You could even argue that a benevolent monopoly would be in the interests of consumers. A big issue with fractured, balkanized industries is that they are susceptible to negative externalities – if I own a factory in Region 1 that pollutes a river running through Regions 2 and 3, sans regulations I might say “not my problem”. But if I own all the factories in all the regions (and hence am accountable to all customers), then maybe I’ll take pollution seriously.

A state can fulfill this role to an extent, but they’re not really anyone’s go-to example of efficiency par excellence (see Shturmovshchina), and an ideal solution seems like a fusion: how do we combine the best features of the free market (competitive drive, innovation, efficiency) without the crappy gridlock and balkanisation?

I don’t know that if this would just be good to have.

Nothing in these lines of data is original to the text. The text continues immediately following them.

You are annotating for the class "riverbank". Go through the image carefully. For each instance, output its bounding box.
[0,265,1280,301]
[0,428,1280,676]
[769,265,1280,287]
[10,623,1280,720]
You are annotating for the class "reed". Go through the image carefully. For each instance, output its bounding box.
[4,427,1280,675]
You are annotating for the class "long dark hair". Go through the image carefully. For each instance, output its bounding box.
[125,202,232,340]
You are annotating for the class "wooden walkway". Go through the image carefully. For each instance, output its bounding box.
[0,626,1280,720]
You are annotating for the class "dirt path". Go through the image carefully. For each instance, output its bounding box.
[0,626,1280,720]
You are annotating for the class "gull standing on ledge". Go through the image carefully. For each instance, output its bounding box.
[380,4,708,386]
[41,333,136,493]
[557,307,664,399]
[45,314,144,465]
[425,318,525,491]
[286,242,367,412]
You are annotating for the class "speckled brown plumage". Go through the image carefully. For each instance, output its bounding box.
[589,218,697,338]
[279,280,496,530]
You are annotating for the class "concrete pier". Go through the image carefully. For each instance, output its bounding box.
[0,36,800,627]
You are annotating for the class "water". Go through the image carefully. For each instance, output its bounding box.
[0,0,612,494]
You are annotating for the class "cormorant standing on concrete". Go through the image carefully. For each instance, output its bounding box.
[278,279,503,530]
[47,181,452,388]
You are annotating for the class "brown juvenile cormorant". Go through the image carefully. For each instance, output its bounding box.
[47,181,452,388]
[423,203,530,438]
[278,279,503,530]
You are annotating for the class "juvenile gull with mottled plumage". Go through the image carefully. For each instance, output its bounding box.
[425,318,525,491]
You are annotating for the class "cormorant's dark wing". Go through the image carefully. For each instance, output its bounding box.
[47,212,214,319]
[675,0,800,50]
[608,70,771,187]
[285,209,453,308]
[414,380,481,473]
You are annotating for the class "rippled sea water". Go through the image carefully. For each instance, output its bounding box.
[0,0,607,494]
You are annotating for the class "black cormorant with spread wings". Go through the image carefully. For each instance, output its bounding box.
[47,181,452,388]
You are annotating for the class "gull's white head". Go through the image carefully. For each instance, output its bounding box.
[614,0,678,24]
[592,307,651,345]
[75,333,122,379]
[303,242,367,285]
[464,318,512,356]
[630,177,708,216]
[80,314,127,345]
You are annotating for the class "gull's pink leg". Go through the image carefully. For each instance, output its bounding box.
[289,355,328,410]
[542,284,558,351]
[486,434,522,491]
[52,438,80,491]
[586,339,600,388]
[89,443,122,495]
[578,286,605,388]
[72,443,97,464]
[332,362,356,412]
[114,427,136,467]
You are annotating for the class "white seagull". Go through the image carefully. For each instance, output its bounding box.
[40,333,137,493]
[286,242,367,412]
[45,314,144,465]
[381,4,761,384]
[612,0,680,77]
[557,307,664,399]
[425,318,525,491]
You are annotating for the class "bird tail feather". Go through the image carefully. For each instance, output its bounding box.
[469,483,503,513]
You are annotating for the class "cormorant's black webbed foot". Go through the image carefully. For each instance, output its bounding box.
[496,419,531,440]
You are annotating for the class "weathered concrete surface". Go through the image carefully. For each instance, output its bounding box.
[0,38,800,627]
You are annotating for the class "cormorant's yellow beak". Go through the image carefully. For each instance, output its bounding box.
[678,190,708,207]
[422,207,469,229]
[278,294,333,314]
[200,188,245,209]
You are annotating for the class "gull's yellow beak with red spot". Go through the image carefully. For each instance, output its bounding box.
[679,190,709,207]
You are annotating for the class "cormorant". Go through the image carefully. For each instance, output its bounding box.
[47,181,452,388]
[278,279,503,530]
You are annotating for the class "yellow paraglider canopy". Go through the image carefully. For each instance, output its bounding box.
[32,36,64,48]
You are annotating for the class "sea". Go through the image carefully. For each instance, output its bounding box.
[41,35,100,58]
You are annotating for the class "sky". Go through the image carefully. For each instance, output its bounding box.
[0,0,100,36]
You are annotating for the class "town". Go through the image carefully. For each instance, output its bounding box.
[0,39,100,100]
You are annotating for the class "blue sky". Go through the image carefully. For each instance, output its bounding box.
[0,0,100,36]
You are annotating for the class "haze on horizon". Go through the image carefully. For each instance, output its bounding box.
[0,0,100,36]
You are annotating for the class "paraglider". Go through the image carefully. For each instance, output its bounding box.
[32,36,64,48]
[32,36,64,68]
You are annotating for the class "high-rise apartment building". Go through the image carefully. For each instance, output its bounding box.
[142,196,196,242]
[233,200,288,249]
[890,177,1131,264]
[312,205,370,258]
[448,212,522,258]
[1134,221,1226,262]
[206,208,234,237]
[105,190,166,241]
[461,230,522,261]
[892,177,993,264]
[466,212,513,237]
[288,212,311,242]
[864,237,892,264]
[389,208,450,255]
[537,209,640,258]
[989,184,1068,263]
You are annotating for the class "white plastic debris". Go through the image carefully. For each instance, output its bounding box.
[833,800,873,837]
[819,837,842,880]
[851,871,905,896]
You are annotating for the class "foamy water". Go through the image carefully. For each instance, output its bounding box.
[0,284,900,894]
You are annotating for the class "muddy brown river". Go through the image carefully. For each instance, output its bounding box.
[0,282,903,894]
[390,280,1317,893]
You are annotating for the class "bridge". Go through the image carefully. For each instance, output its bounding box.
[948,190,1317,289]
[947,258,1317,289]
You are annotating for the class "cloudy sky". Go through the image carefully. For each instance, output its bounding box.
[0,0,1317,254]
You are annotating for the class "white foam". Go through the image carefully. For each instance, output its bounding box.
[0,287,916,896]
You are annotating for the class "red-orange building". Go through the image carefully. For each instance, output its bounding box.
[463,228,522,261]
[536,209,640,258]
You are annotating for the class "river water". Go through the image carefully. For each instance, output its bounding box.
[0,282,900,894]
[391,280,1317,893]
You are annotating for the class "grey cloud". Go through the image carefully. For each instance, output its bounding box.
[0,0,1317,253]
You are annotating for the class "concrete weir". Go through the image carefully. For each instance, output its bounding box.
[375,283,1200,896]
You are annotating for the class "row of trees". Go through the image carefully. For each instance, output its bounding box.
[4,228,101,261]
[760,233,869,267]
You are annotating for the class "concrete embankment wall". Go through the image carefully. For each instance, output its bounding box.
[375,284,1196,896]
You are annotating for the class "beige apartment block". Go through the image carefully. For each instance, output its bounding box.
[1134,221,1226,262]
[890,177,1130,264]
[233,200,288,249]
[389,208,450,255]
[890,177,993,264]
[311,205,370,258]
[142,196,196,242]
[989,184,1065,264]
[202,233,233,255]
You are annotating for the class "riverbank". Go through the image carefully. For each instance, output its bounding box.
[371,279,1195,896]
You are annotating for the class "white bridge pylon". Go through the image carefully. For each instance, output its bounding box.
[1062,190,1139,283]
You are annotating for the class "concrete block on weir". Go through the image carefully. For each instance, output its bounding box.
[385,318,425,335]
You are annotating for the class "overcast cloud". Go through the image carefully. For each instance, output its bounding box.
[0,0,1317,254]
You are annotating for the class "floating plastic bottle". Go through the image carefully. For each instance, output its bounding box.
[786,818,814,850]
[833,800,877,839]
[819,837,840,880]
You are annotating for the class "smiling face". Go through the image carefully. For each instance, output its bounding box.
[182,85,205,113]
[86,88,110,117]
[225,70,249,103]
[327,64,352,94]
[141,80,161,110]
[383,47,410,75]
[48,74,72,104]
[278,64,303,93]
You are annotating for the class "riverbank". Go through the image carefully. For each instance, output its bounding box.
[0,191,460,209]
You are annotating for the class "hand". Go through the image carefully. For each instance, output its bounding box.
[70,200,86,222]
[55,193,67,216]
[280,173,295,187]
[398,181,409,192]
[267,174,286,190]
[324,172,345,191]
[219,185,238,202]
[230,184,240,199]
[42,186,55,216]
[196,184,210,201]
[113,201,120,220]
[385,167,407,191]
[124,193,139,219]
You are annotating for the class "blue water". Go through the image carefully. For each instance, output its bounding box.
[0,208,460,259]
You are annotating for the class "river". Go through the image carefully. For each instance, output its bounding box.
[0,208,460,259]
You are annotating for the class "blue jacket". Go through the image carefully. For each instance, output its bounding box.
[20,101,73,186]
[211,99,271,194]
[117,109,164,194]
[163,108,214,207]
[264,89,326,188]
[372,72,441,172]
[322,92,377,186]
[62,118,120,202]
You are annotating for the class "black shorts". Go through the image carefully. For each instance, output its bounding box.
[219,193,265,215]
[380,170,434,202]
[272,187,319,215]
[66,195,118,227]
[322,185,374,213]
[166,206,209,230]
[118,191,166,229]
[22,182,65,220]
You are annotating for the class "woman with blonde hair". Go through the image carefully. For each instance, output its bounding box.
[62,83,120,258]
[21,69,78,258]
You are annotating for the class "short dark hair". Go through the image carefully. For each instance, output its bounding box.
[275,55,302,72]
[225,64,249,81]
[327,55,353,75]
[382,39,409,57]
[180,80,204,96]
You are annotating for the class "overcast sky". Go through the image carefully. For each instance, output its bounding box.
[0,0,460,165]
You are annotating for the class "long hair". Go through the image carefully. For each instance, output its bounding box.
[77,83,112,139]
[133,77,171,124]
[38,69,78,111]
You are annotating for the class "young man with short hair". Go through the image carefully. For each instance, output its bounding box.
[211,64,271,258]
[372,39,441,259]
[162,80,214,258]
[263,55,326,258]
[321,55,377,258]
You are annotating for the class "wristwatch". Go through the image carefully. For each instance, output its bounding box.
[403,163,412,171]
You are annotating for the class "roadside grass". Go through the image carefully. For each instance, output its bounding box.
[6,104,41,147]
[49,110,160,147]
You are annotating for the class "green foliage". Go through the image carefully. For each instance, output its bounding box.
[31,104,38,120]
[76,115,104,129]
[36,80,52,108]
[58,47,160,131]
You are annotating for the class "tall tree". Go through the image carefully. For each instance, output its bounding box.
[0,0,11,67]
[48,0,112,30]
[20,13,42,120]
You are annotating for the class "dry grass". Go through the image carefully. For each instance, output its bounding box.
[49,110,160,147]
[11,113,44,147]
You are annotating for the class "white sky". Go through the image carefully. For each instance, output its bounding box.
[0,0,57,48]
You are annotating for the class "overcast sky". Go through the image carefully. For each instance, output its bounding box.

I think we might need it. I was reading about nuclear power, and what’s stalling it in the US. It seems to be dying a death from a thousand cuts, including ever-changing regulations, competing standards, PR disasters such as 3 Mile Island and Fukushima, and the lack of a stable and reproducible plant model. Looming above everything, like Zeus throwing thunderbolts, is the fact that nobody’s on the same page.

“…our electricity sector is split up among dozens of different utilities and state regulators. As a result, US nuclear vendors had to develop dozens of variations on the light-water reactor to satisfy a variety of customers. “

(They also mention a few interesting things: although high-profile disasters didn’t help public acceptance of nuclear energy, construction of new plants was already tapering away before 3 Mile Island.)

The article also looks at the countries that have gotten this right, they mostly seem to have either state-owned utilities or a single industry working on a single solution. But statecraft also has the ability to choke nuclear power, as we see in France. What’s the solution? A market monopoly over nuclear energy, perhaps? But that introduces another wrinkle – this is really something we really need the regulation of a state over. Success means nuclear power lighting up America. Failure means…the exact same thing.